On The Front Lines
Rutherford Institute Denounces Automated Speed Cameras As Unconstitutional, Profit-Driven & an Extension of the Surveillance State
RICHMOND, Va. — Pushing back against government attempts to further extend the surveillance state, The Rutherford Institute is asking the Virginia General Assembly to reject legislation that would authorize state entities to use automated cameras and radar devices to bring speeding charges for which the accused is presumed guilty.
In denouncing House Bill 1442, which would allow localities to set up “photo speed monitoring devices” in school crossing and highway work zones, Institute attorneys point out that HB 1442 upends bedrock legal principles that are meant to protect citizens accused of misconduct. The letter also accuses the General Assembly of concealing the existence of HB 1442 as it worked its way through the lawmaking process, robbing citizens of the opportunity to air their views on the use of speed monitoring systems, which have been widely unpopular when proposed in other jurisdictions.
“At a time when the Commonwealth of Virginia is struggling with critical issues on almost every front, it is a poor reflection on the General Assembly that one of its top legislative priorities—authorizing the installation and deployment of automated speed cameras throughout the state—involves a backdoor means of generating revenue for localities and police agencies at the expense of the citizenry’s rights to privacy and due process,” said constitutional attorney John W. Whitehead, president of The Rutherford Institute and author of Battlefield America: The War on the American People. “To the detriment of all, House Bill 1442 will further extend the government’s pervasive and oppressive surveillance of citizens.”
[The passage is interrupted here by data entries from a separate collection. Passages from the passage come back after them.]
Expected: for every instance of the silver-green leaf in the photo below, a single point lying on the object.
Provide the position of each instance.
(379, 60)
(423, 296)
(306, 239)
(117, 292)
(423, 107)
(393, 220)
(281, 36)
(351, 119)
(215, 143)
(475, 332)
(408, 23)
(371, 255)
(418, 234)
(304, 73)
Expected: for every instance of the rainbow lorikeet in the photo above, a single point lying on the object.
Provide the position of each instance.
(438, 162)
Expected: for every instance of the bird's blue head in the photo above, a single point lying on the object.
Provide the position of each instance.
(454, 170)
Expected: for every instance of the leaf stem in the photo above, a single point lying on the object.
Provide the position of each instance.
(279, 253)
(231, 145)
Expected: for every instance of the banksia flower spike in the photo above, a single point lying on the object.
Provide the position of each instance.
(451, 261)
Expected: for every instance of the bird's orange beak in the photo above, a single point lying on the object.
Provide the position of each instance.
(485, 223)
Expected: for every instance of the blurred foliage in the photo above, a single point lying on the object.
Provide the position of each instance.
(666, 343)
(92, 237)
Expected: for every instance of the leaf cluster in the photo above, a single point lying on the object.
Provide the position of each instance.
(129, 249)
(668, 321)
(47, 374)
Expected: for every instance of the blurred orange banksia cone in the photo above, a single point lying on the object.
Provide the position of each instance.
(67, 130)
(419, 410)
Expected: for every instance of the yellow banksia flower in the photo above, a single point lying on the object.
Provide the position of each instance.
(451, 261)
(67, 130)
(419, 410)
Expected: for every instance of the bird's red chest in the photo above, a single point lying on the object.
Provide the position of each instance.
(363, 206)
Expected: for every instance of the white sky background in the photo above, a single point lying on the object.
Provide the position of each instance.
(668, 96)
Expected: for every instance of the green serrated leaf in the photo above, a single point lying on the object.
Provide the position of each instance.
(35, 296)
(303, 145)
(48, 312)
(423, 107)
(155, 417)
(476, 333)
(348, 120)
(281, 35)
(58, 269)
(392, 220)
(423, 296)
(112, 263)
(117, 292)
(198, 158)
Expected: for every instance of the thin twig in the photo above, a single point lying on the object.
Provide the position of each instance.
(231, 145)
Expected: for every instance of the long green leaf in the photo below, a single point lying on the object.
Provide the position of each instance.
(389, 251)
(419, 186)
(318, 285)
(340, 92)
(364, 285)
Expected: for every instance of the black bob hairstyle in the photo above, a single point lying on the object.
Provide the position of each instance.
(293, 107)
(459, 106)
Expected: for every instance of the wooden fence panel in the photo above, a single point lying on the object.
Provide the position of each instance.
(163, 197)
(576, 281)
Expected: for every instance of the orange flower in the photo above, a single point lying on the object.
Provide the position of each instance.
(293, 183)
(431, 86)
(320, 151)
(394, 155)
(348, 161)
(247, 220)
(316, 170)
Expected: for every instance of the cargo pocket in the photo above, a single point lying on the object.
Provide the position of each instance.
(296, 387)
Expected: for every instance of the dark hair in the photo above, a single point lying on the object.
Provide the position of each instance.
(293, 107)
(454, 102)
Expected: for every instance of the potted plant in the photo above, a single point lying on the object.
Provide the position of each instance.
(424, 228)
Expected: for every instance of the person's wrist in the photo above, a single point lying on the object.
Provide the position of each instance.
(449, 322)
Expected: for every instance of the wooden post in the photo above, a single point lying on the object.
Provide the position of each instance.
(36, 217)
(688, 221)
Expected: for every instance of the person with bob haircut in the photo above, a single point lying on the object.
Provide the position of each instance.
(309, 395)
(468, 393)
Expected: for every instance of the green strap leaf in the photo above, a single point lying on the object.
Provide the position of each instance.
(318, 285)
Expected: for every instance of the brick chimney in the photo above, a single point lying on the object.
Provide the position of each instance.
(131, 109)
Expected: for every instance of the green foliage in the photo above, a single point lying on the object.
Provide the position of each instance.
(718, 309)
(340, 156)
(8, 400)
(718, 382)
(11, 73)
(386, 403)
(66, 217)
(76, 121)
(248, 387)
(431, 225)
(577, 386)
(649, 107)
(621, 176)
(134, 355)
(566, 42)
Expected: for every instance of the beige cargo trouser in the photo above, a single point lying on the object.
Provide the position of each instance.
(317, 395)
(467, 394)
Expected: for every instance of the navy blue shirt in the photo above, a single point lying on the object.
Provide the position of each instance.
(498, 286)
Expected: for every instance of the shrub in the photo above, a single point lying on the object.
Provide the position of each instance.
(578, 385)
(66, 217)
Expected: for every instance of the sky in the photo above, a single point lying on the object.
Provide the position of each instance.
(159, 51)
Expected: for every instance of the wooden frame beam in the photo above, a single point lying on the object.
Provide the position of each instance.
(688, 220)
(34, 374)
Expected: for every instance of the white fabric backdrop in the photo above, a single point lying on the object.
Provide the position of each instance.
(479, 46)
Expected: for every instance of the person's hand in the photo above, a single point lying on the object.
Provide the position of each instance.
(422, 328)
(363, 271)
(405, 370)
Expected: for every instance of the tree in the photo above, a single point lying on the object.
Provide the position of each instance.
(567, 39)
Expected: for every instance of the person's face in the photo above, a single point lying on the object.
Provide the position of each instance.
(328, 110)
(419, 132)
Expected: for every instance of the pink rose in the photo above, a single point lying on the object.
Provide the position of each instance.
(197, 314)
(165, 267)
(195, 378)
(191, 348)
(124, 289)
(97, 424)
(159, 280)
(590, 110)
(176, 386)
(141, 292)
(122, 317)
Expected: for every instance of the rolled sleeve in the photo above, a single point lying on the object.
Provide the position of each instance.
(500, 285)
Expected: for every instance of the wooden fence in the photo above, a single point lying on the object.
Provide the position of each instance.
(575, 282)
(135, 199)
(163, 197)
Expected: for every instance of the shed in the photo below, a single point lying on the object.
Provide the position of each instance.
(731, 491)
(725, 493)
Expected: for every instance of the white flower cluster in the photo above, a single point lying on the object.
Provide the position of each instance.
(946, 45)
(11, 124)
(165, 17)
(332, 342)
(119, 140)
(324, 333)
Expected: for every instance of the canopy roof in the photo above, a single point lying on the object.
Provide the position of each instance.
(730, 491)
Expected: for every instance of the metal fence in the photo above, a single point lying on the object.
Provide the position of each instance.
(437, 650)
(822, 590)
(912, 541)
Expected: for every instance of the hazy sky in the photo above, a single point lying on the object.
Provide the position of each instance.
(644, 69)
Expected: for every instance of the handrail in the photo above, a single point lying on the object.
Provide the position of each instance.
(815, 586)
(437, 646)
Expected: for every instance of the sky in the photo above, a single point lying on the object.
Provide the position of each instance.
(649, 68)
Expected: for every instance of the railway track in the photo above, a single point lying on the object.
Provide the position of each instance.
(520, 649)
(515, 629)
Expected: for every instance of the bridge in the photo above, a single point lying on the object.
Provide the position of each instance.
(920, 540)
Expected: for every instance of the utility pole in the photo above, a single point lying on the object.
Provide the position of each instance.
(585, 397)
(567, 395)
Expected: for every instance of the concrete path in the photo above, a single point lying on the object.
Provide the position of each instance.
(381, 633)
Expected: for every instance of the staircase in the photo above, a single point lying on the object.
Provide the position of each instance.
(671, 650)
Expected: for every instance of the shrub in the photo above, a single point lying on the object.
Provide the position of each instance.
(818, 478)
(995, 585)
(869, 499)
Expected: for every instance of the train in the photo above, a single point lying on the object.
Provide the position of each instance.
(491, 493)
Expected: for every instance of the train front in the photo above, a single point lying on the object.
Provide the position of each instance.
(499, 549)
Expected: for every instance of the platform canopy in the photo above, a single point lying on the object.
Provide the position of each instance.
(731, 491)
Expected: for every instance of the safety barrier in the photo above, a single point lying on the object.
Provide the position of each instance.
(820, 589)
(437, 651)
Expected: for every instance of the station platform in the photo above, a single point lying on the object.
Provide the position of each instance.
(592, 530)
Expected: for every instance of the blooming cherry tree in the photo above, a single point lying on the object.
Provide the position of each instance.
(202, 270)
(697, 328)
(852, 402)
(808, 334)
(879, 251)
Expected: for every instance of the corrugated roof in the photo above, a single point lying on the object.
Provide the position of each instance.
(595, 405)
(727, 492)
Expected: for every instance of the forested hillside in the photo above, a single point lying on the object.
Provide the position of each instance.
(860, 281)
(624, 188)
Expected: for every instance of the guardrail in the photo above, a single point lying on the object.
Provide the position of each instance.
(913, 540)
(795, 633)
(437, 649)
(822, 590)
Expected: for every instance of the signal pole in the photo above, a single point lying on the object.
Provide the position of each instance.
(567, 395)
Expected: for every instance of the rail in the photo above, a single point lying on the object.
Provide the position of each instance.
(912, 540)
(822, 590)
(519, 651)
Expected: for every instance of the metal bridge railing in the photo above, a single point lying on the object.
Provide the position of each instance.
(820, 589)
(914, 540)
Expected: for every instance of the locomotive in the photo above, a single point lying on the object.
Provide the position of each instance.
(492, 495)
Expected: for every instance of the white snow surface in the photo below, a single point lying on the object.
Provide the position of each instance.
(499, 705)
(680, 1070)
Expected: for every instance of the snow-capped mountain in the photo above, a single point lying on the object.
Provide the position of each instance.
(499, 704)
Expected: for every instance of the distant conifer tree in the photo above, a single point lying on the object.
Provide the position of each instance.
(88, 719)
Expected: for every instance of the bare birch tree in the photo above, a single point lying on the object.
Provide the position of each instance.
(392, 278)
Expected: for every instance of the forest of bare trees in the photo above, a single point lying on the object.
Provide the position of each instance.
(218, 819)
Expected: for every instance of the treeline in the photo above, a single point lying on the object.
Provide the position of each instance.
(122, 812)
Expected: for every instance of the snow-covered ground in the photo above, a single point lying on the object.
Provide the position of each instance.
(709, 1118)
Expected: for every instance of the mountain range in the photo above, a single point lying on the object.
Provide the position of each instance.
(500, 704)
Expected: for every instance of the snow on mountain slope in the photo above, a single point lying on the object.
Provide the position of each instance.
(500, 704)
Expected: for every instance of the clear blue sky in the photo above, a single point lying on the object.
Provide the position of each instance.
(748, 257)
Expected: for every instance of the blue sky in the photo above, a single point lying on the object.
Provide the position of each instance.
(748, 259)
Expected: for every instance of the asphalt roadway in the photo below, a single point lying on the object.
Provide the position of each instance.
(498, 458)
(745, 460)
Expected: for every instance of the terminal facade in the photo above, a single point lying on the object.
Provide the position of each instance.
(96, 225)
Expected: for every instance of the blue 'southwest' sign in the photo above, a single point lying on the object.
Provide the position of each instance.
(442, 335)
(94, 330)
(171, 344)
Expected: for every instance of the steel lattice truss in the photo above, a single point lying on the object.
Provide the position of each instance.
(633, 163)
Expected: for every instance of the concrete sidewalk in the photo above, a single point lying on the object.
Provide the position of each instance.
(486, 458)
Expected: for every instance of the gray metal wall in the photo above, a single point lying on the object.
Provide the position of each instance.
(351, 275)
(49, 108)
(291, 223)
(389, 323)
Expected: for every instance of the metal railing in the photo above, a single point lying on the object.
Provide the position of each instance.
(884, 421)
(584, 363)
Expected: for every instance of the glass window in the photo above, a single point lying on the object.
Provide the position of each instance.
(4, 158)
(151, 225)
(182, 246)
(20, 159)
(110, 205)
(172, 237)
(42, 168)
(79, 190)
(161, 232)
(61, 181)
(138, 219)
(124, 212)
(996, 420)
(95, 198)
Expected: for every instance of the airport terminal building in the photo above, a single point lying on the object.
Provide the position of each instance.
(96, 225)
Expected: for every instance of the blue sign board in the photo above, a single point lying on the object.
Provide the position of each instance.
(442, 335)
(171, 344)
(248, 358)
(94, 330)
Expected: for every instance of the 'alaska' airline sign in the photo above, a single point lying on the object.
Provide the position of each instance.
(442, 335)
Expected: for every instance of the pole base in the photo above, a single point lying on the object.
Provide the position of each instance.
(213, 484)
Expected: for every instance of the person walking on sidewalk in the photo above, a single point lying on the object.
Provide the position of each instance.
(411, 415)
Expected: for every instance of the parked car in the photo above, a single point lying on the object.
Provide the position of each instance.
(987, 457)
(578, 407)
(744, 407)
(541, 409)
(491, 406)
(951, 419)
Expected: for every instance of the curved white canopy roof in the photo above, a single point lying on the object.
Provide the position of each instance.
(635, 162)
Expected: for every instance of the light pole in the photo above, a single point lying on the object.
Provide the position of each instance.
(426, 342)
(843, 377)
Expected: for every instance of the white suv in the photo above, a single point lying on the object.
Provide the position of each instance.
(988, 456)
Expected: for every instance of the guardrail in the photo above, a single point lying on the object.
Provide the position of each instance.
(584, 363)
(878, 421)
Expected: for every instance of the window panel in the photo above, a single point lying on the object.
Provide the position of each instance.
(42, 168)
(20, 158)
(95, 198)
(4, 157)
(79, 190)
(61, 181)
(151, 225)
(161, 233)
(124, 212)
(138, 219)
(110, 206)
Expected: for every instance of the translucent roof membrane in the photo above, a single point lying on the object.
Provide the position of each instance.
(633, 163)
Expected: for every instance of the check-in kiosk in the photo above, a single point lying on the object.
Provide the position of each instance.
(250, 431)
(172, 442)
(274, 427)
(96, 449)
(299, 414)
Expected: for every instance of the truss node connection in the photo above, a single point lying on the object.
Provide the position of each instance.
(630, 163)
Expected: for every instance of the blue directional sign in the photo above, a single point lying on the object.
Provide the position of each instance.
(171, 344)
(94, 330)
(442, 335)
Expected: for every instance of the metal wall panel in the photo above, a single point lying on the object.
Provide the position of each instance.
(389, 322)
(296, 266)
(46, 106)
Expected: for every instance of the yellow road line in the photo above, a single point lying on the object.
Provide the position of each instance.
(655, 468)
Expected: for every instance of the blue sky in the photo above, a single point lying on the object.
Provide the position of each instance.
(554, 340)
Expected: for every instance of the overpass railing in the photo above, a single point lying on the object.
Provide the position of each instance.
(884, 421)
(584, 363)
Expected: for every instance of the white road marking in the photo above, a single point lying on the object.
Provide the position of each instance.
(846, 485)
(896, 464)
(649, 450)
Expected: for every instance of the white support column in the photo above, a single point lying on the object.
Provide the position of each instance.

House Bill 1442, which is before the Virginia General Assembly, proposes adding a section to the Virginia Code that would allow law-enforcement agencies and localities to set up “photo speed monitoring devices” at school crossing zones and highway work zones. These devices automatically measure the speed of vehicles passing through these zones and take a photograph, video or other recorded image of the vehicle. If the device determines that the vehicle was exceeding the speed limit for the zone by more than 10 miles per hour, the owner of the vehicle can be cited and fined. Based solely on data recorded by the device, a summons for committing a speeding offense can be issued to the owner of the vehicle. The owner would be determined using the image of the vehicle’s license plate as captured by the photo speed monitoring device.
In its letter to Virginia’s Senate Finance and Appropriations Committee, The Rutherford Institute warns against the overtly negative legal and constitutional ramifications of HB 1442, namely that it establishes procedures for proving speeding violations that are contrary to accepted legal standards that normally apply when the government charges a person with an offense. Specifically, HB 1442’s mandatory presumption of guilt offends standards of due process; its assumption about driver identity is insufficient for imposing a fine; its systemic delays in issuing notice of violation hinders drivers’ ability to challenge charges; and it wholly eliminates any requirement that the speed detection equipment used was accurate and reliable for that purpose. Moreover, the Institute warns that these speed cameras will not only provide the government with yet another tool for tracking the movements and activities of citizens of drivers in school and work zones, while doing little to ensure traffic safety, they will also add to the government’s already burgeoning arsenal of surveillance devices, including the already omnipresent license plate readers, which it employs ad hoc to invade the citizenry’s privacy and erode their fundamental right to be free from unreasonable searches and seizures by the government.